To quote Pope: “The us has to get rid of old stuff and India has to
create new stuff. The Sierra Club can help
India make that transition...India does not have fossil fuel to run a
carbon economy, so it should leapfrog to low- carbon economy and switch
to renewable sources such as solar, wind power, etc. And all this is
available in plenty in India.”
By the same logic,
California
should be leading in the switch to green technology as it has plenty of
both sun and the sea. If switching to a low-carbon economy was indeed
so simple, what was keeping the industrialized world from making the
transition?
Next,
it was the turn of Sunil Deshmukh, an nri,
who moved to the us
30 years ago. But, he proclaimed from the dais, his “heart was in
India”. He was therefore committed to see India make the transition.
“India gets extremely good sunshine and also has huge potential to tap
wind energy, so what is the problem? All the ingredients for a
low-carbon economy are available in India, but what is needed is
networking, which Sierra Club will facilitate. We will learn from you
and provide a platform for sharing information and communication,” said
Deshmukh.
Deshmukh clearly has much
to learn about
implementation. On an earlier assignment that took me to far-flung
villages in Jaisalmer, Rajasthan, I have seen solar lighting being
provided, but there was no system for their maintenance and servicing.

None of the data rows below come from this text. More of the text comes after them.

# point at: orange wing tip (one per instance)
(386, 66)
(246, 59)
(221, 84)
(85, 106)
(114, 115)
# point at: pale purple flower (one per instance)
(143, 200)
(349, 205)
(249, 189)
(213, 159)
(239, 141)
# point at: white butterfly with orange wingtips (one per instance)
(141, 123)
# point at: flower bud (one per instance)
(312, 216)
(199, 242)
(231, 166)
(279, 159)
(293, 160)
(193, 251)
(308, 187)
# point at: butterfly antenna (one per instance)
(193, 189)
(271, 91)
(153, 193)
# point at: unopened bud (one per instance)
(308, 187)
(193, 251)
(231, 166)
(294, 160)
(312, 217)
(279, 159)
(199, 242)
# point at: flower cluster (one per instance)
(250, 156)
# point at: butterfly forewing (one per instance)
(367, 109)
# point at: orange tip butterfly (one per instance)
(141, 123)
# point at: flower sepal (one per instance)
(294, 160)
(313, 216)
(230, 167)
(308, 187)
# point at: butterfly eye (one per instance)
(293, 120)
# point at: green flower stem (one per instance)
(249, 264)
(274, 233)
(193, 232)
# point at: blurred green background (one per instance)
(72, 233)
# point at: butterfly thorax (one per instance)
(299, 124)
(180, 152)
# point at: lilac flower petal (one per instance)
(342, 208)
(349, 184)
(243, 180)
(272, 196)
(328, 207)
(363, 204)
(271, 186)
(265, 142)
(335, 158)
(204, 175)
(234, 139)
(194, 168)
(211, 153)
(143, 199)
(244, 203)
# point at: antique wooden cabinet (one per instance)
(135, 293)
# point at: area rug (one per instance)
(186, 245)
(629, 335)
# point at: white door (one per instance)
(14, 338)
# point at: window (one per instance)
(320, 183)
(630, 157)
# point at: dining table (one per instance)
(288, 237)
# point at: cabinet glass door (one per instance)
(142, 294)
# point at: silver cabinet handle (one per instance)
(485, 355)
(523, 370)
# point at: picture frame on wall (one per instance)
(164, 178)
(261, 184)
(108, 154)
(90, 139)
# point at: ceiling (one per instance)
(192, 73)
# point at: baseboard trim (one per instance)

Villagers were not trained and it was not viable for government
mechanics to travel all the way to rectify snags in one solar lighting
system. Tariff issues and regulatory mechanisms needed urgent sorting
out.
At the global level, there
was much more that needed sorting out.
Political will, for one. Pope claimed his organization was working on
that front too in the us. Sierra Club acted
as a watchdog to us policymakers. “We are
working towards pushing the us
government to drop coal-based thermal power plants. It has already
cleared 12 such plants. But we have stopped 50 such plants and are
working towards stalling another 150 that are in the pipeline,”
emphasized Pope.
Since the us
was the largest polluter, with the highest per capita carbon emission,
it would make more sense to focus on Washington rather than on New
Delhi or Beijing, I would have thought. But Sierra Club and its head
thought otherwise: India and China are big countries and if they shift
to low carbon then the entire world will follow.